A federal appeals court on Tuesday dealt another defeat to New Jersey’s yearslong attempt to legalize sports betting, setting aside the state’s legal challenge to a federal betting ban.
The 3rd U.S. Circuit Court of Appeals’ ruling invalidated a law passed by New Jersey in 2014 that would have allowed sports betting at casinos and racetracks. The court found New Jersey’s law violated the 1992 Professional and Amateur Sports Protection Act, which limits sports betting to the handful of states that offered it at the time.
Currently, only Nevada offers betting on individual games. Delaware offers multigame parlay betting in which players must pick several games correctly to win. Hundreds of billions of dollars are bet illegally on sports annually.
The four major professional sports leagues and the NCAA sued the state in 2012, claiming the expansion of legal sports betting would damage the integrity of their games and lead to more game-fixing.
Several court rulings have sided with the leagues and NCAA, though there have been dissents in two previous three-judge rulings at the 3rd Circuit.
One of the judges who dissented in an earlier ruling also wrote a dissent Tuesday. Judge Julio Fuentes wrote that New Jersey’s action — repealing laws against sports gambling — didn’t mean it was actually authorizing sports gambling.
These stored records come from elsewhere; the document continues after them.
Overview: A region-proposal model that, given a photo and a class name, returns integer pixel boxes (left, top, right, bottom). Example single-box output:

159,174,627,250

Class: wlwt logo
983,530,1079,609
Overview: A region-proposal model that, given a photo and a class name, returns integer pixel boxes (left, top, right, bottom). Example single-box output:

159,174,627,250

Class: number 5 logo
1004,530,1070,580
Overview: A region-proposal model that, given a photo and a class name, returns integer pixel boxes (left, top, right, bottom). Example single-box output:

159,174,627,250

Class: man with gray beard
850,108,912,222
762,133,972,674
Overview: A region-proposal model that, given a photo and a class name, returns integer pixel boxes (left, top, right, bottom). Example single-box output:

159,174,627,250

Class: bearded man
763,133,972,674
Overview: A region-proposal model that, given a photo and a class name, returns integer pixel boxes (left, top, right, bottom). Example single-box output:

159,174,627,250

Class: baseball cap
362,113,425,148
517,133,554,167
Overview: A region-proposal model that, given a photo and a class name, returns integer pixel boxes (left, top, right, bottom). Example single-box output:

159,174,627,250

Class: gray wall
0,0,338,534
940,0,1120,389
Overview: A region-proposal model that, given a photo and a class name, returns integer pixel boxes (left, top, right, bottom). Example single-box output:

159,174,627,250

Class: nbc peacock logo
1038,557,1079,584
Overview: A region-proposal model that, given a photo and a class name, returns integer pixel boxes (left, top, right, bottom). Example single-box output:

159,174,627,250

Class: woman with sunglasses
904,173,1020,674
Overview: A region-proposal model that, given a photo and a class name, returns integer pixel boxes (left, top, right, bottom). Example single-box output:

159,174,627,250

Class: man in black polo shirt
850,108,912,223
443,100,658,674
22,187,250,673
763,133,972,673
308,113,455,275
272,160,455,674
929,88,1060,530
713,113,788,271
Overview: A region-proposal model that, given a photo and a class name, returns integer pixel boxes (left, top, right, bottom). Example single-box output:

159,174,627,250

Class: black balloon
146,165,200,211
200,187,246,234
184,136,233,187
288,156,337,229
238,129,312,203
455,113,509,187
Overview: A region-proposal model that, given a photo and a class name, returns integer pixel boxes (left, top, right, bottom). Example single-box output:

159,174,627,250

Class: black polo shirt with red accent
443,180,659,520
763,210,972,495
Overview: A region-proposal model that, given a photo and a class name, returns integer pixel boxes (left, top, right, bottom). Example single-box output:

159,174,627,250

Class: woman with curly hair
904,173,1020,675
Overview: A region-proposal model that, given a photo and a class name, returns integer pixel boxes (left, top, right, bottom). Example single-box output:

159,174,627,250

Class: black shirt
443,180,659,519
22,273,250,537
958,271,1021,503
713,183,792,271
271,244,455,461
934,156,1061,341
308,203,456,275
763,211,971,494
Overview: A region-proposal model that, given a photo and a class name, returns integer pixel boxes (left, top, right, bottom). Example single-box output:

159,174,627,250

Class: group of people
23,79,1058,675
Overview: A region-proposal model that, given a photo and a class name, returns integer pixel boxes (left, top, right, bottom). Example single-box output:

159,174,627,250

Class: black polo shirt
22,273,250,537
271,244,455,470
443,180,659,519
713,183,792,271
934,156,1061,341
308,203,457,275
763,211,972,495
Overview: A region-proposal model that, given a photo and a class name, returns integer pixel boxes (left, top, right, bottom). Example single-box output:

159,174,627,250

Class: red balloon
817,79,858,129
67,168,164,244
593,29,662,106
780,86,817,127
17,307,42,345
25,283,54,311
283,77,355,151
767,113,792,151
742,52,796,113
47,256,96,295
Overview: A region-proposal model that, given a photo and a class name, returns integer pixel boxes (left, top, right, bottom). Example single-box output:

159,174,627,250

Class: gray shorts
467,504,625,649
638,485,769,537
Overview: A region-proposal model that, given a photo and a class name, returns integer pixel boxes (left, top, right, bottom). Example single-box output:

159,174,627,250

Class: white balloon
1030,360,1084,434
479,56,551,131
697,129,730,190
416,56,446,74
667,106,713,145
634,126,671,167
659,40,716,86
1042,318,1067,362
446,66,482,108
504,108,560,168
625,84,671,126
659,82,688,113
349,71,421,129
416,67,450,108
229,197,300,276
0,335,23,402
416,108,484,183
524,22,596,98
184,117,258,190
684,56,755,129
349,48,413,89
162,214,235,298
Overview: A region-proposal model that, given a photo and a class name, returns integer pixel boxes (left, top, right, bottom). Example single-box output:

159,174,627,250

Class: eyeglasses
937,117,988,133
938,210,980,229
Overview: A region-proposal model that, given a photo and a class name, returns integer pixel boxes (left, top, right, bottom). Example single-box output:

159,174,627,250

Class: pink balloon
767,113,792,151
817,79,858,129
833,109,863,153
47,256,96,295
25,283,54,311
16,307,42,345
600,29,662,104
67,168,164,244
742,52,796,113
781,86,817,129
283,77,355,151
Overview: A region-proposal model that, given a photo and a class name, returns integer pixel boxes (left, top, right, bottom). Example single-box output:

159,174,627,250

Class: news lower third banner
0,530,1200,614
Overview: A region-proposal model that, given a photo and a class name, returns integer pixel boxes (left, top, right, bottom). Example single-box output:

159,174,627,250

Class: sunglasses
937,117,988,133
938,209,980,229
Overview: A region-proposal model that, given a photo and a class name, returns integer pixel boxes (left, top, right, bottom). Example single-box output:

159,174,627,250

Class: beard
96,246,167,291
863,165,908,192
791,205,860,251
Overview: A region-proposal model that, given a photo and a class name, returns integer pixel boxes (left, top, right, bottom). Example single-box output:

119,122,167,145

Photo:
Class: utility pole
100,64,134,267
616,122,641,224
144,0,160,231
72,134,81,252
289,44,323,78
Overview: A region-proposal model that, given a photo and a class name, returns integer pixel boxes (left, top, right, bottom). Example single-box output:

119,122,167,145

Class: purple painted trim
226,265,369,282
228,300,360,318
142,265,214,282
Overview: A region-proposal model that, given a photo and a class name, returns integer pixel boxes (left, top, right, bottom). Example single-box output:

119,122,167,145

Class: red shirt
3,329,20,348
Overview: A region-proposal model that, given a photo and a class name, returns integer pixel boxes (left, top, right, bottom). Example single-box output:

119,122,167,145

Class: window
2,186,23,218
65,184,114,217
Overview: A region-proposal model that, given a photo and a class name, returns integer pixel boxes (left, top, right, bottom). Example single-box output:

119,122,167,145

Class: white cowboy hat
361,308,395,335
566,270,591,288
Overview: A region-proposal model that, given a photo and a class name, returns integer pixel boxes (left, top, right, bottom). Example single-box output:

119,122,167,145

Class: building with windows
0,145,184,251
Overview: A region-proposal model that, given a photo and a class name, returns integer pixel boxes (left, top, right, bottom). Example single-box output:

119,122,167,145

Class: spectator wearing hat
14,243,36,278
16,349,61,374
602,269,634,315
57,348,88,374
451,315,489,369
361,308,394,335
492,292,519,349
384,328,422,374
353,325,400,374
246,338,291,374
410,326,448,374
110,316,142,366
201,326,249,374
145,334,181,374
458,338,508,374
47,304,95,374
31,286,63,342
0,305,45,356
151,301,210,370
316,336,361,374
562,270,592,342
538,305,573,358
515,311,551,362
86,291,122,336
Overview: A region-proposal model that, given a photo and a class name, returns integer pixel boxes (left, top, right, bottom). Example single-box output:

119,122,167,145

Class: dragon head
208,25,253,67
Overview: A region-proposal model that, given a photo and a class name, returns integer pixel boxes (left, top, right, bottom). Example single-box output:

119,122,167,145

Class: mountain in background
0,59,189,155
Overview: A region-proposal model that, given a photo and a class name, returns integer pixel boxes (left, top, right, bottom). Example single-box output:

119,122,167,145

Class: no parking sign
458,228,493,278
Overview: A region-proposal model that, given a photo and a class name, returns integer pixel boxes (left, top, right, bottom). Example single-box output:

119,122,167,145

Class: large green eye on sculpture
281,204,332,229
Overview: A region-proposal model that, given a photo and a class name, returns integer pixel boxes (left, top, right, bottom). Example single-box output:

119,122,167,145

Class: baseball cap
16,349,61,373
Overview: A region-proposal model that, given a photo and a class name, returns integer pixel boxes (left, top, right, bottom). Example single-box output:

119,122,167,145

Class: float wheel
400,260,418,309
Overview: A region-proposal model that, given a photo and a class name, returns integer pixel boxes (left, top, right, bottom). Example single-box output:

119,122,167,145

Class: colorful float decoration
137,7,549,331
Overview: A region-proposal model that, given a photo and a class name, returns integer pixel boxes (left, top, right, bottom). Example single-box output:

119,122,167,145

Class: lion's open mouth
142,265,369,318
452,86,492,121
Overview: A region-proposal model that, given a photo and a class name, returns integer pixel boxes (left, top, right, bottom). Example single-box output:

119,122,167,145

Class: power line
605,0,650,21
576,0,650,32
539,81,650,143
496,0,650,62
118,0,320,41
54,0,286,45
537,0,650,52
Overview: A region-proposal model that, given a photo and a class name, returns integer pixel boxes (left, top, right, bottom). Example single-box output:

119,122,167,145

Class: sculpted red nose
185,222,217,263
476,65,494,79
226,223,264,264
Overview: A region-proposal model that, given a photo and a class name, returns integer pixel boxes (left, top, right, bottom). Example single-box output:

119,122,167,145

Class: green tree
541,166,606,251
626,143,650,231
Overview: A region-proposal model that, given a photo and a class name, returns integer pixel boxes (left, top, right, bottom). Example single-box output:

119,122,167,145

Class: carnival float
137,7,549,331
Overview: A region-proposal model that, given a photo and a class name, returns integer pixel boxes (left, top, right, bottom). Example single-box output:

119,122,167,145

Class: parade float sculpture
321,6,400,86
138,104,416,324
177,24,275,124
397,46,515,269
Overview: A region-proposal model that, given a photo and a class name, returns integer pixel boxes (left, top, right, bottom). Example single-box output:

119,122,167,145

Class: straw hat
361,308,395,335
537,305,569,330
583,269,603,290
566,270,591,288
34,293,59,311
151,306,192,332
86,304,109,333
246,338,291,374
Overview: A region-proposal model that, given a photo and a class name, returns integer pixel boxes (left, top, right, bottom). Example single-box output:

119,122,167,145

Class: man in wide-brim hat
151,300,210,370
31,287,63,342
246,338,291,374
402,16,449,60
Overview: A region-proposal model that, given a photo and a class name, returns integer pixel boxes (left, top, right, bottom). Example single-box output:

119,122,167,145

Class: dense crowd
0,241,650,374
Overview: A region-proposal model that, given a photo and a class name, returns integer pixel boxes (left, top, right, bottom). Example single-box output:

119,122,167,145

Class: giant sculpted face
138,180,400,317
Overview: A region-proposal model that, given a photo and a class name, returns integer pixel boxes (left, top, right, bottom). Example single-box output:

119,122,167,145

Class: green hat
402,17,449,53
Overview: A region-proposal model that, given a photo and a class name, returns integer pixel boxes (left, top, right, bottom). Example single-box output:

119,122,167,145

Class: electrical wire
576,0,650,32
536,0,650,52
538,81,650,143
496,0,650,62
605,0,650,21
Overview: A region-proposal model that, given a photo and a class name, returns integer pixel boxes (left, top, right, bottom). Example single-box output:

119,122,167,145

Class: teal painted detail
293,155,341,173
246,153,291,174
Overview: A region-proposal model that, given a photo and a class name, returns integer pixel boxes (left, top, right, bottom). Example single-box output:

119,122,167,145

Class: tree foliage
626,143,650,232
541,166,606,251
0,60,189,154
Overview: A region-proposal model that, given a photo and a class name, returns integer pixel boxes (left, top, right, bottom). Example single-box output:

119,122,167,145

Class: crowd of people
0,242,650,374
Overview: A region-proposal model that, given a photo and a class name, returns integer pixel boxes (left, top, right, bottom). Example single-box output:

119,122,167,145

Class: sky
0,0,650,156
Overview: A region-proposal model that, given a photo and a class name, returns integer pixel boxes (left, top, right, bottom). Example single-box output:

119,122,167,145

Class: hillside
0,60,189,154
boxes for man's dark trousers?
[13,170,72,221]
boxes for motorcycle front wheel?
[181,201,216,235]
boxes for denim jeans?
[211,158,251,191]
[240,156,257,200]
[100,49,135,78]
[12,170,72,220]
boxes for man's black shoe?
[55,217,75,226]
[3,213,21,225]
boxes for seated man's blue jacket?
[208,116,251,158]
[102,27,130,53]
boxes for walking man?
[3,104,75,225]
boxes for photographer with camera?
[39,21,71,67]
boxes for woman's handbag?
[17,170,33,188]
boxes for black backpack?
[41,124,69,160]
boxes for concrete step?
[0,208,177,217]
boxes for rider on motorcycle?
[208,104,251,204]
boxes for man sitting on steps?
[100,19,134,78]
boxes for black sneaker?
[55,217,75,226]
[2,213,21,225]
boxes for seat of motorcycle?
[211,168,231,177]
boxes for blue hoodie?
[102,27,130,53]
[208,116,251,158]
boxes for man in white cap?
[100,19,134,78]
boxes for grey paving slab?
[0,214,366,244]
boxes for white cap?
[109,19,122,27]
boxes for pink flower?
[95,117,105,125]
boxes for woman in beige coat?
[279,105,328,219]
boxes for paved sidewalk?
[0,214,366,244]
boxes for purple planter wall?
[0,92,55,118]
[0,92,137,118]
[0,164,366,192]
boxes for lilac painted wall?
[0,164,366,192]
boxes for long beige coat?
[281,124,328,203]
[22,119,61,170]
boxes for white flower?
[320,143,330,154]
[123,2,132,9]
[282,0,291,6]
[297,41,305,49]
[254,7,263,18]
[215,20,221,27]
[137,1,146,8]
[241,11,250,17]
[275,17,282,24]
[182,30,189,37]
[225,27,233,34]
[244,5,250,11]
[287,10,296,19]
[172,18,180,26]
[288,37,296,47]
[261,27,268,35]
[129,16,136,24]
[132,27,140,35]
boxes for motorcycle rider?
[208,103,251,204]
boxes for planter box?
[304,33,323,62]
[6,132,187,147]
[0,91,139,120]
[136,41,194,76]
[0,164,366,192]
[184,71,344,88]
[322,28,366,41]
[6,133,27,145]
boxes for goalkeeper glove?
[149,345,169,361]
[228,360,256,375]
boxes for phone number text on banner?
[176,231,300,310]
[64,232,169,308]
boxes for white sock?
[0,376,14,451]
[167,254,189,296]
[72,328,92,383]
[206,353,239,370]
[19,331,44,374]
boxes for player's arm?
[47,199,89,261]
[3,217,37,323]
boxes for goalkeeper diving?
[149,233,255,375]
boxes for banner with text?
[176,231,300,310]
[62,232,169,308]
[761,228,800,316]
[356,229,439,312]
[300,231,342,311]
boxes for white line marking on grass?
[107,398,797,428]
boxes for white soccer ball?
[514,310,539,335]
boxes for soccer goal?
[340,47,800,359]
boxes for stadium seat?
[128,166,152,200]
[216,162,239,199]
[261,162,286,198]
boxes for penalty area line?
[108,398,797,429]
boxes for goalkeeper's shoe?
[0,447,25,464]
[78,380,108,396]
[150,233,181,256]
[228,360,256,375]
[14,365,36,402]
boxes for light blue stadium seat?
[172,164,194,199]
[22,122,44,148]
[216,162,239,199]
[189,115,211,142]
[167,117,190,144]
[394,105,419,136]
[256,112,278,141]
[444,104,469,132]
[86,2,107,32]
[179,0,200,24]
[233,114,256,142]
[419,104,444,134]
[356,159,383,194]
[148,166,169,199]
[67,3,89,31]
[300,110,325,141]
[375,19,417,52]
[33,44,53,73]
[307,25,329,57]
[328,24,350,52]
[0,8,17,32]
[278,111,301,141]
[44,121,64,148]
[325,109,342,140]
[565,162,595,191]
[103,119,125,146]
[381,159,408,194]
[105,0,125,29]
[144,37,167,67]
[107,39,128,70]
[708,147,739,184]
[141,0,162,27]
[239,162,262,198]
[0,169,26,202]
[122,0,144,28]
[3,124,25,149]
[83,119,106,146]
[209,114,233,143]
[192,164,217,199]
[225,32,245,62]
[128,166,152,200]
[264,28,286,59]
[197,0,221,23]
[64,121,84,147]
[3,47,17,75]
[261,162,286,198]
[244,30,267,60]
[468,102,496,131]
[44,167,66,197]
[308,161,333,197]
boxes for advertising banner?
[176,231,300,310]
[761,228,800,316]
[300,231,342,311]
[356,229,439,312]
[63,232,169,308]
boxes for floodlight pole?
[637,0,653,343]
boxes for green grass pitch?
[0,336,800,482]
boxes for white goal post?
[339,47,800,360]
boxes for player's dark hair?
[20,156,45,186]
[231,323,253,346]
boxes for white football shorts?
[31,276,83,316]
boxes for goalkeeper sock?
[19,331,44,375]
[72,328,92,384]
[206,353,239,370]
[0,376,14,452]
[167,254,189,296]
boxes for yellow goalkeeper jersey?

“I do not see how a partial repeal of prohibitions is tantamount to authorizing by law a sports wagering scheme in violation of PASPA,” Fuentes wrote.
Tuesday’s ruling came after a hearing by the full 3rd Circuit, called an en banc hearing. In an earlier iteration of the case, the 3rd Circuit declined New Jersey’s request in 2013 for the full circuit to rehear the case.
The state can appeal the ruling to the Supreme Court.
Sports betting supporters have called the leagues’ stance hypocritical, saying the leagues condone and profit from sports fantasy leagues in which participants assemble rosters of players from different teams and compete against others.